Structural biology

A toolbox for protein design

Some of the principles underlying how amino-acid sequences determine the three-dimensional structures of proteins have been defined. This has enabled a successful approach to designing protein folds from scratch. See Article p.222

Proteins are the molecular machines of the cell. In order to function, they have to fold into a defined three-dimensional (tertiary) conformation known as the native structure, which is encoded by the amino-acid sequence of the protein chain. It would be immensely useful to be able to predict native structures from amino-acid sequences, but our understanding of how such sequences determine the three-dimensional arrangements of proteins is limited. On page 222 of this issue, Koga et al.1 describe a set of rules that relate secondary protein-structure patterns — α-helices and β-sheets — to tertiary features. They also show how these principles can be used to design amino-acid sequences that fold into predefined topologies.

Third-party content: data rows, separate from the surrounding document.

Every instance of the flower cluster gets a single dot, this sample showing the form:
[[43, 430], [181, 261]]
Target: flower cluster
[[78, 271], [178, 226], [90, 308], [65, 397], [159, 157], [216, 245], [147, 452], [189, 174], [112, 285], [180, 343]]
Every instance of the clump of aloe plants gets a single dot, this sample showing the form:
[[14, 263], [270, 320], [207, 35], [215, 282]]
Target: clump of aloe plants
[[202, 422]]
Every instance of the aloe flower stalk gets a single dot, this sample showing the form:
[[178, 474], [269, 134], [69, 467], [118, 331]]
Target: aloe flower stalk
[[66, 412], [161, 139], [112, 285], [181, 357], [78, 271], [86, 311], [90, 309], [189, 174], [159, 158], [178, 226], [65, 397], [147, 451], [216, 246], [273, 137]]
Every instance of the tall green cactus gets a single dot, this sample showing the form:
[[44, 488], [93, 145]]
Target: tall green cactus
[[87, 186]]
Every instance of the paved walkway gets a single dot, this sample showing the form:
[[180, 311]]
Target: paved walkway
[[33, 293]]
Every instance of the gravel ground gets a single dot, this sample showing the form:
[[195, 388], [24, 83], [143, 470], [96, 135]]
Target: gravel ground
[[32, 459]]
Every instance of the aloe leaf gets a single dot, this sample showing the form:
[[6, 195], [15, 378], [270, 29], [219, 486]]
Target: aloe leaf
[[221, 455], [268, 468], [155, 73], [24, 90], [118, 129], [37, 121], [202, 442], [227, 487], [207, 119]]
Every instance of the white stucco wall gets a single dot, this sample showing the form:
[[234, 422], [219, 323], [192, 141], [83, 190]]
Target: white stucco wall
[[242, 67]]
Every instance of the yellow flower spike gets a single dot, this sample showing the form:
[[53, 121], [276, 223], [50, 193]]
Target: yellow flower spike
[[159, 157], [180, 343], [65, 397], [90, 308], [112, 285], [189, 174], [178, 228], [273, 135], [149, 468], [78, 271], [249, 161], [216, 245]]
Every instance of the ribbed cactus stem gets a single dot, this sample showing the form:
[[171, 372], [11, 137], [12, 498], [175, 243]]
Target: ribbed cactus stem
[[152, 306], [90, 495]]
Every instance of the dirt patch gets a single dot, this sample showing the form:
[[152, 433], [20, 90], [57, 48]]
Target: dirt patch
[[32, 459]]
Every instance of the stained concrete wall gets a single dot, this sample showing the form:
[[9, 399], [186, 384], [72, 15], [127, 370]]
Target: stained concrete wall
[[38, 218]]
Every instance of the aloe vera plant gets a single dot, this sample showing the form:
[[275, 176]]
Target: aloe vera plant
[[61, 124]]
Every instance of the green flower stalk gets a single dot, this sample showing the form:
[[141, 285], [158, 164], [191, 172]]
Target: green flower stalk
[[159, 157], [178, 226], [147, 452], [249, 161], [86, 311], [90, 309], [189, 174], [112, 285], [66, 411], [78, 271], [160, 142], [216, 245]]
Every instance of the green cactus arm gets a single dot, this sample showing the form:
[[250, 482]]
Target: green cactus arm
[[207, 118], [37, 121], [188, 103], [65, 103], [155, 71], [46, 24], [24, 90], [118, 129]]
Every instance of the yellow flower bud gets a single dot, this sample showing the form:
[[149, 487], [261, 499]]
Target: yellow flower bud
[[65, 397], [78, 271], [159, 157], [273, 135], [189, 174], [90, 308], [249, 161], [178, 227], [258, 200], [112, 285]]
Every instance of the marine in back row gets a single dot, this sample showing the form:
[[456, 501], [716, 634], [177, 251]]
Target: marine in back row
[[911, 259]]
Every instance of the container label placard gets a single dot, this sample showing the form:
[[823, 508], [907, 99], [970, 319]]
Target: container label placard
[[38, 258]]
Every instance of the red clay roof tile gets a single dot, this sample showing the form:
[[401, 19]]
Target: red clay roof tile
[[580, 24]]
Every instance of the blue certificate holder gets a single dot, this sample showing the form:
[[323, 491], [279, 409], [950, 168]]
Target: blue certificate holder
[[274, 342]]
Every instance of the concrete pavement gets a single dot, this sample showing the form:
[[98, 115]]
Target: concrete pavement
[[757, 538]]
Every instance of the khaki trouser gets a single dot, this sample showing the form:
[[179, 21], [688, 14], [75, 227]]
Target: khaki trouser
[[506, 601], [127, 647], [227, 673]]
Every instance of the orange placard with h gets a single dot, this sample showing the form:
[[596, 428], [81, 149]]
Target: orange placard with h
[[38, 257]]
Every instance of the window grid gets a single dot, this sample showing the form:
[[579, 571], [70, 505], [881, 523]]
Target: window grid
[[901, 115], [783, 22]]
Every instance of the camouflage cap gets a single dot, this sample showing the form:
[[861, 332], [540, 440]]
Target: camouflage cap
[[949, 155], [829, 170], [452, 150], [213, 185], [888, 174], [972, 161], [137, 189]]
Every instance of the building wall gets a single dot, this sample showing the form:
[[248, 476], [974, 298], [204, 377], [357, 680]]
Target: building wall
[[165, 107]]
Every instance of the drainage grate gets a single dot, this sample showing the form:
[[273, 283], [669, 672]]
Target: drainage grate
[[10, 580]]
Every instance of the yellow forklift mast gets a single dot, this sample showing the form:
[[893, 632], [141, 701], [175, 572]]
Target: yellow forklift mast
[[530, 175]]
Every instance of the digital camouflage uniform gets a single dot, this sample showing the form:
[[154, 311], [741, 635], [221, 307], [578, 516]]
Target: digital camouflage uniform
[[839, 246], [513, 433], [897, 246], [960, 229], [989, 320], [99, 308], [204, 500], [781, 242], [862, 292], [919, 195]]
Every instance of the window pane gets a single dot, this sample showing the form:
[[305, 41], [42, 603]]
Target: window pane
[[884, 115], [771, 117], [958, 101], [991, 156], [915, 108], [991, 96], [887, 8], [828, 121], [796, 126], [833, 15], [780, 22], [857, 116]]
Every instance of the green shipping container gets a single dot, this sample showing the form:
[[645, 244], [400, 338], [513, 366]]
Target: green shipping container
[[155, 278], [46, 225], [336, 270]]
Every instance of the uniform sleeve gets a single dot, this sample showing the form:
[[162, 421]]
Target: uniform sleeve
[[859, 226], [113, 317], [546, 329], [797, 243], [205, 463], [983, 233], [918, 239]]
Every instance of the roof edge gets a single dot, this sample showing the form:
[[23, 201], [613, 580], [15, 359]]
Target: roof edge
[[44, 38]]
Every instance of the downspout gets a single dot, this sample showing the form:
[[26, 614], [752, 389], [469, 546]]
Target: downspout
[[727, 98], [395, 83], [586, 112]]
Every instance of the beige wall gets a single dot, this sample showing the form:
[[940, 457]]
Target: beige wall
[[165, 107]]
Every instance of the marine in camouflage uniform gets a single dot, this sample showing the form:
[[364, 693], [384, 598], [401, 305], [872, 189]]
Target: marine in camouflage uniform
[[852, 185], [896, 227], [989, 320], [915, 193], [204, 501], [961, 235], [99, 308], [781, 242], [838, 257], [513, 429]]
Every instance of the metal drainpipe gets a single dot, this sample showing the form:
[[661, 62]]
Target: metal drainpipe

The folded state of a protein is stabilized by many different non-covalent interactions. These interactions form as the protein folds into its native conformation, which, under physiological conditions, corresponds to the thermodynamically most stable, lowest-energy conformation. When a protein's energy landscape — a map of every possible protein conformation and the associated energy levels, plotted as a two- or three-dimensional representation — is considered, the folding path can be envisaged as a funnel in which the formation of local stabilizing interactions contributes to a decrease in the protein's overall energy and so leads to the native protein conformation2.

However, if non-covalent interactions form that are energetically favourable but do not exist in the native conformation, this will lead to an accumulation of non-native states. Proteins therefore have to select the biologically relevant native structure over the large number of possible non-native conformations. If non-native states can be 'discouraged' from forming, this will improve the folding path of the protein chain, because it does not get trapped in energy minima associated with non-native states.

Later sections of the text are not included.